I just started to use feature selection on my dataset and I came across SelectFromModel module which automatically transformed an original n x m feature matrix into n x k where k << m. However, k is unknown a priori.
I wonder how I should use this to train a model and then use the existing model to predict on new data. As we know the training data instance and test data instance must be represented in a feature vector of the same dimensions.
But this dimension will depend on the data, and cannot be controlled with SelectFromModel.
I have written a code presented below:
X_train = ... # feature matrix
print("BEFORE FEATURE SELECTION, FEATURE MATRIX shape={}".format(X_train.shape))
# output of this line is 24771, 11680
select = SelectFromModel(LogisticRegression(class_weight='balanced',penalty="l1",C=0.01))
X_train = select.fit_transform(X_train, y_train)
print("AFTER FEATURE SELECTION, FEATURE MATRIX shape={}".format(M.shape))
# output of this line is 24771, 170
During testing, the pre-trained model is loaded, and new data instances need to be represented in the same feature vector:
X_test = ... # feature matrix
# the next line maps test set features to the feature vectors observed on training data, using corresponding vocabularies
X_test=map_test_to_train_featurevectors(X_test, X_train)
print("BEFORE FEATURE SELECTION, FEATURE MATRIX shape={}".format(X_test.shape))
# output of this line is 550, 11680, so test instances has same vector dimension as training instances
select = SelectFromModel(LogisticRegression(class_weight='balanced',penalty="l1",C=0.01))

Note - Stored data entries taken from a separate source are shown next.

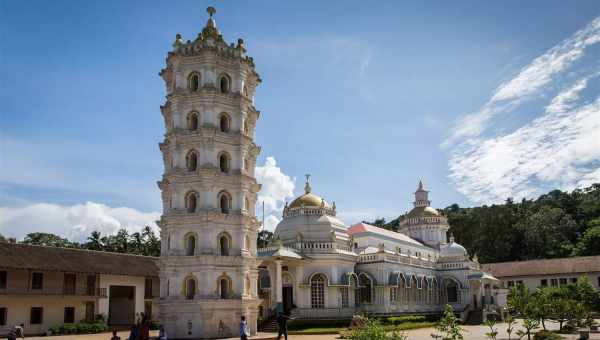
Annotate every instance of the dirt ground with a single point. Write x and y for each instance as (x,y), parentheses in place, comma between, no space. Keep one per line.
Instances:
(472,332)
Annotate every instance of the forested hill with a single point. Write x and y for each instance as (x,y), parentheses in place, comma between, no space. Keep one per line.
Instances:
(557,224)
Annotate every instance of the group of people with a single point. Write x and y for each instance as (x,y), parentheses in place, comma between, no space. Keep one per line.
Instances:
(16,332)
(141,330)
(282,319)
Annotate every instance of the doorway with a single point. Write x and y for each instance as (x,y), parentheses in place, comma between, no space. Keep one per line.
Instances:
(288,299)
(121,305)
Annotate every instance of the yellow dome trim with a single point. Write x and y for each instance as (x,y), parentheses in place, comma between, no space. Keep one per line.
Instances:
(307,200)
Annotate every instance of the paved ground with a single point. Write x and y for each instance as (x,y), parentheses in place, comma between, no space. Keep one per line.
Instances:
(473,333)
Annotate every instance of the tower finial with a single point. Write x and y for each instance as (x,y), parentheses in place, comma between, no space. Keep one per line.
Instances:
(307,188)
(211,10)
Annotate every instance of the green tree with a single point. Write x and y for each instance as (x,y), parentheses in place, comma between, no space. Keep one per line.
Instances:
(448,328)
(589,243)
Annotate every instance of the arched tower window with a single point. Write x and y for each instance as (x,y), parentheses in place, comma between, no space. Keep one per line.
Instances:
(224,202)
(191,160)
(191,201)
(194,81)
(193,121)
(190,245)
(451,291)
(366,286)
(224,286)
(190,288)
(224,161)
(224,244)
(317,291)
(224,122)
(224,83)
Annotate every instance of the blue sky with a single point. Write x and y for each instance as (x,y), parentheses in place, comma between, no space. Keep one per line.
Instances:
(482,100)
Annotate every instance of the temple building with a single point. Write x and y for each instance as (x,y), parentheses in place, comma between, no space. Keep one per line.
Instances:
(211,272)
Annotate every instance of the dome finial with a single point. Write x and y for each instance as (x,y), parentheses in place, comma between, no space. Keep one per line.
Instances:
(307,188)
(211,10)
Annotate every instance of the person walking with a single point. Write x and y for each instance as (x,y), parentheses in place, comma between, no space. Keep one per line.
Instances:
(162,334)
(282,325)
(244,330)
(115,336)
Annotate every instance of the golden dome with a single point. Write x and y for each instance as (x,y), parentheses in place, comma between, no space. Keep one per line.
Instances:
(307,200)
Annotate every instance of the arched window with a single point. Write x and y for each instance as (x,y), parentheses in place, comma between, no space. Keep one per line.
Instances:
(191,160)
(247,243)
(224,287)
(366,287)
(224,122)
(224,162)
(224,83)
(193,121)
(194,81)
(452,291)
(224,244)
(191,201)
(247,286)
(224,202)
(317,291)
(190,245)
(190,288)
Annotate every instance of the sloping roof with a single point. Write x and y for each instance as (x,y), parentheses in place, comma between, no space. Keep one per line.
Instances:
(22,256)
(570,265)
(367,228)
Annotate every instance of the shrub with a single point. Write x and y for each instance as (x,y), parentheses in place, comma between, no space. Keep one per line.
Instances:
(372,330)
(546,335)
(395,320)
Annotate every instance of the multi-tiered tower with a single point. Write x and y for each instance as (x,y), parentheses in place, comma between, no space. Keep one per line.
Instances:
(423,222)
(208,227)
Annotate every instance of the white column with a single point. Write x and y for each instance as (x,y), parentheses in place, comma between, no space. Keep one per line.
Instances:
(278,283)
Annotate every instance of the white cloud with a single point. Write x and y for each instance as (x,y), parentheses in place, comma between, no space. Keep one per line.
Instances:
(531,80)
(276,188)
(74,222)
(558,148)
(561,148)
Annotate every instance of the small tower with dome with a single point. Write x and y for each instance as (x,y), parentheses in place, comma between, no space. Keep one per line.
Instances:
(423,222)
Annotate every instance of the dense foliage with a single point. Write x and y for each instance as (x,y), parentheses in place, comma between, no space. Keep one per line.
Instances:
(571,306)
(145,242)
(557,224)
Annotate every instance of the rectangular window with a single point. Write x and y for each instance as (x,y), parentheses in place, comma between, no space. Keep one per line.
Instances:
(36,316)
(148,309)
(148,288)
(91,285)
(69,315)
(2,279)
(37,281)
(69,284)
(3,316)
(344,294)
(393,294)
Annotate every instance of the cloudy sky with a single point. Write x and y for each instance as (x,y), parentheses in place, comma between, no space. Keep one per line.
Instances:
(481,100)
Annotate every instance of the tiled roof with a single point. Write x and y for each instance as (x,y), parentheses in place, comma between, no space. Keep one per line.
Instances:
(570,265)
(364,228)
(22,256)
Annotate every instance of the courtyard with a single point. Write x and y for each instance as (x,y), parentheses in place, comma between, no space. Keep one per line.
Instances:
(471,332)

X_test = select.fit_transform(X_test, y_test)
print("AFTER FEATURE SELECTION, FEATURE MATRIX shape={}".format(M.shape))
# output of this line is 550, 5, but the pre-trained model will expect 170
best_estimator = util.load_classifier_model(model_file)

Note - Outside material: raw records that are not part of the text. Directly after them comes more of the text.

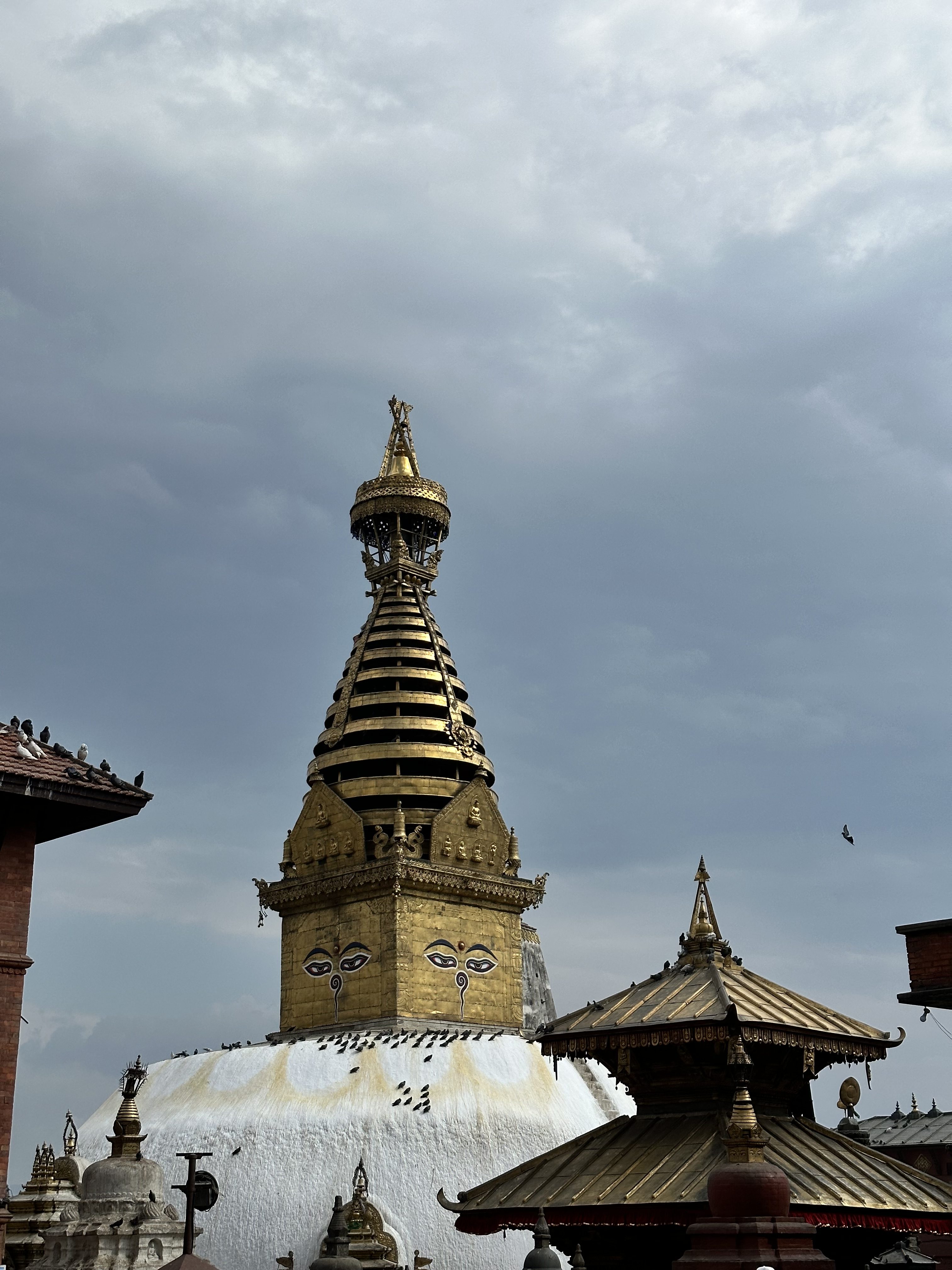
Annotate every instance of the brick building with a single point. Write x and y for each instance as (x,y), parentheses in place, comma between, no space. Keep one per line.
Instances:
(45,793)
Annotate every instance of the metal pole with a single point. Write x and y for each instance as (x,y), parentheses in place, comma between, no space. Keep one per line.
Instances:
(190,1189)
(191,1207)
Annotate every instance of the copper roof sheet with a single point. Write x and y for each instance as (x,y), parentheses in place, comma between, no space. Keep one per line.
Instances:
(910,1131)
(705,995)
(667,1161)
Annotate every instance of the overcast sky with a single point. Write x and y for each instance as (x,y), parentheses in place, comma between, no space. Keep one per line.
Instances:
(668,285)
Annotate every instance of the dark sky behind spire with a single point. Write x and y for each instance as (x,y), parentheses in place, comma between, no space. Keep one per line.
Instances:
(668,288)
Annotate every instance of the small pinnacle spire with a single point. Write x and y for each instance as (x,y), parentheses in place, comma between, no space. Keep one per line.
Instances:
(400,456)
(338,1240)
(743,1137)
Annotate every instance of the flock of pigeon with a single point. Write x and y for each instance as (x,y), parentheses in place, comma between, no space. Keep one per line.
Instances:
(28,748)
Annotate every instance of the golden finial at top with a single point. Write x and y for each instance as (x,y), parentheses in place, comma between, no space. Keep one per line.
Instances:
(400,456)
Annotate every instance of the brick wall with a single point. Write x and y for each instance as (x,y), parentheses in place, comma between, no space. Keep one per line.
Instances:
(16,887)
(930,959)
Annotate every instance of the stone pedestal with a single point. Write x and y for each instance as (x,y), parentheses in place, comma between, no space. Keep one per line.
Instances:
(766,1241)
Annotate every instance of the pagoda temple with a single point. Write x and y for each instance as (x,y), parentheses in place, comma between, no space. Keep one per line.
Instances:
(681,1042)
(411,988)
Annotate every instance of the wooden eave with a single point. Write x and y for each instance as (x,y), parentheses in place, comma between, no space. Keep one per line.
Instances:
(654,1169)
(709,1004)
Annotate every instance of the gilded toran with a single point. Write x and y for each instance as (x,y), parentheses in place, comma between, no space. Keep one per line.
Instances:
(400,893)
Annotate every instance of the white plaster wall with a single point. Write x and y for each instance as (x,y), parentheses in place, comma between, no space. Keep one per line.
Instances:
(303,1122)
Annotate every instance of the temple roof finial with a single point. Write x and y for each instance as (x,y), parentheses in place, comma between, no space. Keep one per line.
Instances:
(743,1137)
(702,918)
(400,456)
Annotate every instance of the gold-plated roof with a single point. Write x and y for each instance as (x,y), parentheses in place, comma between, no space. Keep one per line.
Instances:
(705,995)
(667,1161)
(709,987)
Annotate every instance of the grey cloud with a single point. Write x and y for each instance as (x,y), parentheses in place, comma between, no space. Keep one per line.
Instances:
(668,289)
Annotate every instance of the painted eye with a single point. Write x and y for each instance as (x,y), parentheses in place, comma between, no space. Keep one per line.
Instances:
(318,970)
(480,964)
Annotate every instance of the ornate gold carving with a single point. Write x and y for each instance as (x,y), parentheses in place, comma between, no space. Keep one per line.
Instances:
(468,822)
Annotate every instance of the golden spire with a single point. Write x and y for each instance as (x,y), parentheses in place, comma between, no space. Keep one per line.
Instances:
(400,456)
(128,1131)
(704,940)
(743,1137)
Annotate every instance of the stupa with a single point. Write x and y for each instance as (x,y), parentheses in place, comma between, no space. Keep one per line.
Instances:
(681,1041)
(54,1185)
(411,988)
(121,1220)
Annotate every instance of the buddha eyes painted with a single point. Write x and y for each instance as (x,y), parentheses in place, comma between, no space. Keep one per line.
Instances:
(319,963)
(478,959)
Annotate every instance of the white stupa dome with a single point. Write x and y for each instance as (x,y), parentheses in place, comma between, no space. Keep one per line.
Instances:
(303,1118)
(409,982)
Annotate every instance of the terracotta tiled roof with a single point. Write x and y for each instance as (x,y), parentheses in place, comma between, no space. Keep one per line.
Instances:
(53,768)
(68,796)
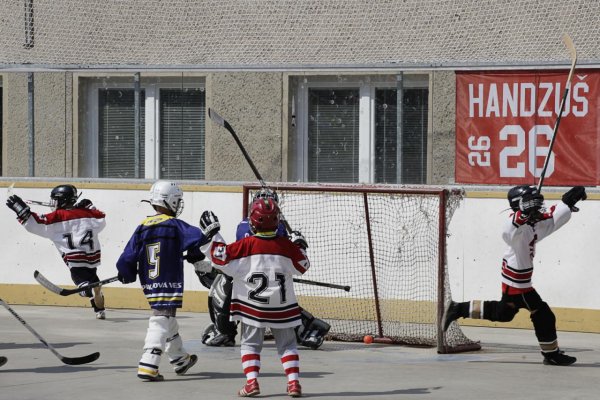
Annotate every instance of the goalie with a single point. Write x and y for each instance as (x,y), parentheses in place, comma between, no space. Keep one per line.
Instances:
(222,332)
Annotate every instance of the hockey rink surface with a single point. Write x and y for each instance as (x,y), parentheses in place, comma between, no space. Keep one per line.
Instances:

prediction_dev = best_estimator.predict_proba(X_test)
The last line obviously generates the following error, because the resulting feature matrix after feature selection during training and testing are different dimensions:
ValueError: X has 5 features per sample; expecting 169
Does it mean that you cannot use SelectFromModel in this way? Can it only be used for training and evaluation?